Path Dependency in Scala

Question

  trait B {
    type MyInnerType
    def foo: MyInnerType
  }      
  object B1 extends B {
    type MyInnerType = Double
    val foo = 3.0
  }

  trait A {
    type MyInnerType
    val b: B
    def foo(x: b.MyInnerType): MyInnerType
    def bar(y: MyInnerType): Unit
  }
  object A1 extends A {
    type MyInnerType = Int
    val b = B1
    def foo(x: b.MyInnerType) = 1
    def bar(y: MyInnerType) {}
  }
  object A2 extends A {
    type MyInnerType = String
    val b = B1
    def foo(x: b.MyInnerType) = "a"
    def bar(y: MyInnerType) {}
  }

  val as = Seq(A1, A2)
  as foreach { a => a.bar(a.foo(a.b.foo)) }   // wrong, a.foo(a.b.foo) infers to Any

However, if a.foo does not take parameters, everything works perfectly and a.foo infers to a.MyInnerType.
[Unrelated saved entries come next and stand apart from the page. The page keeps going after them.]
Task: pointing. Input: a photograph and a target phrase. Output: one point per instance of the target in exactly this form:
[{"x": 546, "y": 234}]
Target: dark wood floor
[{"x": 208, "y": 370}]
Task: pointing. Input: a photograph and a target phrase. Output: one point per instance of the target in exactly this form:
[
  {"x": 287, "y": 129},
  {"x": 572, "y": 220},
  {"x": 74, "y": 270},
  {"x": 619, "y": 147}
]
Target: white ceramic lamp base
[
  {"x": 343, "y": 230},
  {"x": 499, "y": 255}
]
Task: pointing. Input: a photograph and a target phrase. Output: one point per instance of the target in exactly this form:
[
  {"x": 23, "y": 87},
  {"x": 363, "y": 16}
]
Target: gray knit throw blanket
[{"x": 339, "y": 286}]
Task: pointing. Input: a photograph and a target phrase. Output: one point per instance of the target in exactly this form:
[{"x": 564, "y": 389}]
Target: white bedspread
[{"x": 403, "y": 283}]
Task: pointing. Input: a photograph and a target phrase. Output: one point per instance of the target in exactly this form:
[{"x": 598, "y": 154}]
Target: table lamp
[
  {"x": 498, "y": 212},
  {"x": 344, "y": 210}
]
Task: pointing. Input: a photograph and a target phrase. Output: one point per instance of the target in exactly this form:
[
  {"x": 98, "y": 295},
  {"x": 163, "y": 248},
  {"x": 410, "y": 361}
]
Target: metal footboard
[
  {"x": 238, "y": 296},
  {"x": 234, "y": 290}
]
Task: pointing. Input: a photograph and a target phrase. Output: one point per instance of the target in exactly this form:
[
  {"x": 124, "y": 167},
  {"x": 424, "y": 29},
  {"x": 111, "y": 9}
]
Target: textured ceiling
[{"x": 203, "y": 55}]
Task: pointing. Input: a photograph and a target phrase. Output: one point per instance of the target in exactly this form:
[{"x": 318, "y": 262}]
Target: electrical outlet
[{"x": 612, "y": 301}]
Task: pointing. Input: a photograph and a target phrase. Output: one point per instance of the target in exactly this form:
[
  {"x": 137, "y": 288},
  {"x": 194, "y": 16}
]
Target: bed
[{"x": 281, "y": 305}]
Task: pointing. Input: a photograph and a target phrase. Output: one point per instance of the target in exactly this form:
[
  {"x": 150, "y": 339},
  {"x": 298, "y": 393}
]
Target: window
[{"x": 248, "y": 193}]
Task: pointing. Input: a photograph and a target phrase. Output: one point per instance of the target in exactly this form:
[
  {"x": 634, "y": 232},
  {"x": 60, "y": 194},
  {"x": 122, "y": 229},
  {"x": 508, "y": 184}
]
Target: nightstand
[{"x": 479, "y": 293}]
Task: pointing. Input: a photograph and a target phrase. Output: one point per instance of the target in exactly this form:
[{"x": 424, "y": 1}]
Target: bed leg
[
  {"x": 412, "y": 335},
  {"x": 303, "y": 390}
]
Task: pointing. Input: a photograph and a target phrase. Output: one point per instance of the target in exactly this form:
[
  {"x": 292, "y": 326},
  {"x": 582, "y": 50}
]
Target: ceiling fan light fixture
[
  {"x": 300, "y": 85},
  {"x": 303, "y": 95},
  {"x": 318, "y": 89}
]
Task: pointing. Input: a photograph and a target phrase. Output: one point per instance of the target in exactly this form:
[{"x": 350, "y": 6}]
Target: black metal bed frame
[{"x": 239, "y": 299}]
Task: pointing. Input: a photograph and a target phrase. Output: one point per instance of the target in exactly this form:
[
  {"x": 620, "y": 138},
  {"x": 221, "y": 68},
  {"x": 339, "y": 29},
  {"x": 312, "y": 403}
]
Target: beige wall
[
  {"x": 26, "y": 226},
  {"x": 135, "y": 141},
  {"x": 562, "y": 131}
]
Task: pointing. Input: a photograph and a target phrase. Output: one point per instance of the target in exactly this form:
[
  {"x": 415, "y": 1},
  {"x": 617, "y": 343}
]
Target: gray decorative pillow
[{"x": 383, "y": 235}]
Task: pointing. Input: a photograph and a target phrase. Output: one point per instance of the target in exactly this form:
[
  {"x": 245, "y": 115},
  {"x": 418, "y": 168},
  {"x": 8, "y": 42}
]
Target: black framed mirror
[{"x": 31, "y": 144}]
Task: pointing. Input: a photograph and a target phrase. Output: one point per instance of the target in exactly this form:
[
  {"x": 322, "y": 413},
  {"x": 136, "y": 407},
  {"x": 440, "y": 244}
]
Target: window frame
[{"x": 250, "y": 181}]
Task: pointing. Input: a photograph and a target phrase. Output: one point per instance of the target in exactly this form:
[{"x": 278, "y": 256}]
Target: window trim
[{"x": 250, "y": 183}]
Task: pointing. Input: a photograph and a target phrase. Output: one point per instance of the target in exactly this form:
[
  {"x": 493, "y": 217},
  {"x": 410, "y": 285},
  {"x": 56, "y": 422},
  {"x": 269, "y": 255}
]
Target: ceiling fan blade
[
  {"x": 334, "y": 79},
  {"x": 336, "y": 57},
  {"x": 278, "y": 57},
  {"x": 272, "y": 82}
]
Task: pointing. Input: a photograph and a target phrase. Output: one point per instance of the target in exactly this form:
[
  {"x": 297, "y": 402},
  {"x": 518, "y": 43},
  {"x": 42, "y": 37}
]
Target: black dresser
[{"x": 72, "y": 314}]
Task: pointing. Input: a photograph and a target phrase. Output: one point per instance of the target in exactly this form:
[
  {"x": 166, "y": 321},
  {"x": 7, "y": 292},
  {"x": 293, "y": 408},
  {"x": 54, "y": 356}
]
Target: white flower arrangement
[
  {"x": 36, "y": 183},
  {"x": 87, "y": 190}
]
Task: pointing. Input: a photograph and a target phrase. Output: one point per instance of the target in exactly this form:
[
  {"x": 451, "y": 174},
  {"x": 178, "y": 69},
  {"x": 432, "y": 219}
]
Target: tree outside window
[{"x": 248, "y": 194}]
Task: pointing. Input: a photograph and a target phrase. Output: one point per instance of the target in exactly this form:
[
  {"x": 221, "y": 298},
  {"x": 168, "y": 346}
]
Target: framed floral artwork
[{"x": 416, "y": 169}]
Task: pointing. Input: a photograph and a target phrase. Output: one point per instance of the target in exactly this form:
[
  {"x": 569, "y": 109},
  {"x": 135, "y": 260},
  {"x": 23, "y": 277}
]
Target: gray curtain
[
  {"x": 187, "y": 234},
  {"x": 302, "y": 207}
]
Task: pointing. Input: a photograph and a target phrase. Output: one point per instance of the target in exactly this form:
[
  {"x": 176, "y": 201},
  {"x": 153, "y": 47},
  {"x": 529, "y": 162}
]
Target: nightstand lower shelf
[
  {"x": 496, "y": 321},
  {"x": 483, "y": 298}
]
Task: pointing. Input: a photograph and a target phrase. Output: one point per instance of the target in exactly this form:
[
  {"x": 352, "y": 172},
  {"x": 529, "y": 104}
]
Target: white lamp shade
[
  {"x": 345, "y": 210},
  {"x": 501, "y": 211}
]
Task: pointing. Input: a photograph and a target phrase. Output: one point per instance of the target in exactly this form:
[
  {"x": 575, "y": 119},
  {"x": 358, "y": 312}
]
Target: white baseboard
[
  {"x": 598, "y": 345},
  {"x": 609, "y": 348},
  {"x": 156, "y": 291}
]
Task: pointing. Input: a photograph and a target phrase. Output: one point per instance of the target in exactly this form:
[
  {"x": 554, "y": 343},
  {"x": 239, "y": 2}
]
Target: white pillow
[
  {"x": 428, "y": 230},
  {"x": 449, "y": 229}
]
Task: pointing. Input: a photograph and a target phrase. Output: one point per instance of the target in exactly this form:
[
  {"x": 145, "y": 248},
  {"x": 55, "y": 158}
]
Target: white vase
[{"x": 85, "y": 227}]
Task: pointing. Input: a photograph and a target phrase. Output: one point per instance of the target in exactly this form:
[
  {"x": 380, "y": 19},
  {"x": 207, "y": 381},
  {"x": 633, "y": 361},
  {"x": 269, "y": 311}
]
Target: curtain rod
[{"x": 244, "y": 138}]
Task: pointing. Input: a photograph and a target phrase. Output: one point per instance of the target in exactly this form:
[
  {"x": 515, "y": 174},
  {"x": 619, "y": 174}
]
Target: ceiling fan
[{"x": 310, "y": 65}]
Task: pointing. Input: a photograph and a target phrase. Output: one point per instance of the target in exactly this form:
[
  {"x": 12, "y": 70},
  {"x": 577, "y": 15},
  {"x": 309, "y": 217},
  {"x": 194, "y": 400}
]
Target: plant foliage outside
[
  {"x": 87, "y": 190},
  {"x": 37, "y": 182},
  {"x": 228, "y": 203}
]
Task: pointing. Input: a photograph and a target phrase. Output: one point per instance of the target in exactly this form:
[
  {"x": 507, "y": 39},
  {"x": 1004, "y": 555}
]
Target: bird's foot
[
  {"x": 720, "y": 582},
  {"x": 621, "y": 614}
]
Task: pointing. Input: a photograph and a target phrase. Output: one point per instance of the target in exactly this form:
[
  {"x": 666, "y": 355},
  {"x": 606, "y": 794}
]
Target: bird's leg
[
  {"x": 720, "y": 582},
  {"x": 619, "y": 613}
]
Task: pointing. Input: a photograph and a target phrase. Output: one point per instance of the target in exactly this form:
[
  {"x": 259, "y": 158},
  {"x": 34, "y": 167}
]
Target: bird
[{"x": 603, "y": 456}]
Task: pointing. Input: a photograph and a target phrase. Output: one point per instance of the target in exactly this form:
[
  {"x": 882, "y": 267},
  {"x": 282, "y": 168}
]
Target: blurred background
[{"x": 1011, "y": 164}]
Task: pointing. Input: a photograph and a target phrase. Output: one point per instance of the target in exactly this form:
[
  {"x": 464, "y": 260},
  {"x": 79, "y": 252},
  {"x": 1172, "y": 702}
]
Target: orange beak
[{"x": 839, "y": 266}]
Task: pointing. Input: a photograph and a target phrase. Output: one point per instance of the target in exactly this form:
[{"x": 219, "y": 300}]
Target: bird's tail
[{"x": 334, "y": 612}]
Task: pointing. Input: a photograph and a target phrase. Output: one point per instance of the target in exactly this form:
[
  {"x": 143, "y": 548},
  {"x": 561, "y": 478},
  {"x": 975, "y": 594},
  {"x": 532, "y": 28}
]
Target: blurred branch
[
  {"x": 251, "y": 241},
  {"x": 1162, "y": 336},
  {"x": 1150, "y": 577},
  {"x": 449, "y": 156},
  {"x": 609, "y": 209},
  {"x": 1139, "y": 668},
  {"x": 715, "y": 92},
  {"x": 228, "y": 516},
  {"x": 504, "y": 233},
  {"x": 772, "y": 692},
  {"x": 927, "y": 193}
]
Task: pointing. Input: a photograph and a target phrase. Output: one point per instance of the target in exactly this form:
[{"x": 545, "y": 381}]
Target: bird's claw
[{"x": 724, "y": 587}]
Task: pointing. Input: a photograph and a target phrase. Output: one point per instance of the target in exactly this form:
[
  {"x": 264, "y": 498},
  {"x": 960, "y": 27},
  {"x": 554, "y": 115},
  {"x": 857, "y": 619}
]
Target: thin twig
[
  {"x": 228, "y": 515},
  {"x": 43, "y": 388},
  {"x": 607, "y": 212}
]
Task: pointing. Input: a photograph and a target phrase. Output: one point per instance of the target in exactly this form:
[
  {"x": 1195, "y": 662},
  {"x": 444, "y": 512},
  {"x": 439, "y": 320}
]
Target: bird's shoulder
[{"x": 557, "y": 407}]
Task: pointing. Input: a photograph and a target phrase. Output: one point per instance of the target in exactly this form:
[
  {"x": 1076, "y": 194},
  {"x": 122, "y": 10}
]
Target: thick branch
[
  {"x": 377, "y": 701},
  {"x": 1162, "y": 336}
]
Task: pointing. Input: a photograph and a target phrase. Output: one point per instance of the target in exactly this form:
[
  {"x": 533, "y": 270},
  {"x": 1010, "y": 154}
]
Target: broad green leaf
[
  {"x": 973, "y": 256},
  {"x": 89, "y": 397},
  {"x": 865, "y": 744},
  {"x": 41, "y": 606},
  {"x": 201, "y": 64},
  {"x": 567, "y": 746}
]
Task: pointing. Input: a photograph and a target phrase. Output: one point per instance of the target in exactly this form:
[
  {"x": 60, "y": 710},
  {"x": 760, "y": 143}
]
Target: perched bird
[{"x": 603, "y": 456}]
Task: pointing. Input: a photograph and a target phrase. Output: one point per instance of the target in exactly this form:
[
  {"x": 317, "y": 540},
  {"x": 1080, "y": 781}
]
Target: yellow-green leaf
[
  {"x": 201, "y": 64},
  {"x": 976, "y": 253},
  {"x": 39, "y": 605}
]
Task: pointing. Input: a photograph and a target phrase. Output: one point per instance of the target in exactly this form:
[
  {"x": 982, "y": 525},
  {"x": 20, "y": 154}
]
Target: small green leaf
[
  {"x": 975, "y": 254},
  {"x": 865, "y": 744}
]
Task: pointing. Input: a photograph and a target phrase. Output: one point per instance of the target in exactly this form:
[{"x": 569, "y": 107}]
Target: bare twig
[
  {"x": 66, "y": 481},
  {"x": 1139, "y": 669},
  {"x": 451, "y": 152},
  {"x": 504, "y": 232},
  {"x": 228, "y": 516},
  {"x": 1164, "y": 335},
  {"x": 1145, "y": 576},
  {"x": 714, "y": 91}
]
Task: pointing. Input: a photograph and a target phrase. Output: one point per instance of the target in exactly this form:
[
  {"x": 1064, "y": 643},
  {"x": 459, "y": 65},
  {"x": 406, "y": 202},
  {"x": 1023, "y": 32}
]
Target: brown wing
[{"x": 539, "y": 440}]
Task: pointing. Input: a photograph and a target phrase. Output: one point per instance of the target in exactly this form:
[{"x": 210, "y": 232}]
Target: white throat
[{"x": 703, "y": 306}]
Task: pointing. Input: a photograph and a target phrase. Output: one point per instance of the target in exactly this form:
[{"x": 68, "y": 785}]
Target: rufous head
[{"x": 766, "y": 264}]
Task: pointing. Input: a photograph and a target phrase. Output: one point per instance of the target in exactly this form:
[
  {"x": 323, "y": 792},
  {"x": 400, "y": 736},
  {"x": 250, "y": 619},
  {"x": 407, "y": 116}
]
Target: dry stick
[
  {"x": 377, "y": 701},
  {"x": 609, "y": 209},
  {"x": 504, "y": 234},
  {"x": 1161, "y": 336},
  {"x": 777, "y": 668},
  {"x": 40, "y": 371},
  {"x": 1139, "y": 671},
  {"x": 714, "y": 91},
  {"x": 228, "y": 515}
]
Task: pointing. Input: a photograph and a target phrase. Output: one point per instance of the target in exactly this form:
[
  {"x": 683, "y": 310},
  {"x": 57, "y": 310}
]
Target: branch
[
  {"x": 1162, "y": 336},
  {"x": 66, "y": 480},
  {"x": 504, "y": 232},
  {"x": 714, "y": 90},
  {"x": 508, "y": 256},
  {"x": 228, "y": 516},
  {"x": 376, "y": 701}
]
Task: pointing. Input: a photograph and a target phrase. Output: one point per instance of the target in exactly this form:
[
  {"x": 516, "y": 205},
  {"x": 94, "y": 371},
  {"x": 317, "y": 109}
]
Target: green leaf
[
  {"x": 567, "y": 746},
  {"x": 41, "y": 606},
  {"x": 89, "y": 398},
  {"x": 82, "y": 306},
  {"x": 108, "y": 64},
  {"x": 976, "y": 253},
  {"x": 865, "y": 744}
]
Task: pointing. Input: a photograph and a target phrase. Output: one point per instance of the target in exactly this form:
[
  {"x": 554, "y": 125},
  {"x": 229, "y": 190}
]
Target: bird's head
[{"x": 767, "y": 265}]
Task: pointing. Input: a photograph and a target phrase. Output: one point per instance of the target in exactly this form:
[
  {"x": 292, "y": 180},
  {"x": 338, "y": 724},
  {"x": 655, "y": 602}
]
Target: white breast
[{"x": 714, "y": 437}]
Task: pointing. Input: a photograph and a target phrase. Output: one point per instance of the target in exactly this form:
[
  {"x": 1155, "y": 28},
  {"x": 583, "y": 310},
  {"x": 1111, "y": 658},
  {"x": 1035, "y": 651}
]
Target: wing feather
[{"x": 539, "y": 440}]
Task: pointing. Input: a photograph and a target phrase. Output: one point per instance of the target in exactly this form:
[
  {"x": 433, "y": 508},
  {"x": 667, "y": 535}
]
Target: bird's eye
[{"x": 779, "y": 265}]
It also works if I cast .asInstanceOf[a.MyInnerType]. Any explanations?

Answer 1

I'm running scala 2.9.1 and on the REPL I get this for as:

scala> val as = Seq(A1, A2)
as: Seq[ScalaObject with A{def foo(x: Double): Any; val b: B1.type; type MyInnerType >: java.lang.String with Int}] = List(A1$@6da13047, A2$@7168bd8b)

However, when I change it to val as:Seq[A] = Seq(A1, A2) I get:

scala> val as:Seq[A] = Seq(A1, A2)
as: Seq[A] = List(A1$@6da13047, A2$@7168bd8b)

scala> as foreach { a => a.bar(a.foo(a.b.foo)) }

Sometimes (all the time) scala has trouble inferring types, so you have to annotate what you want. I go to the REPL often to find out what's really going on.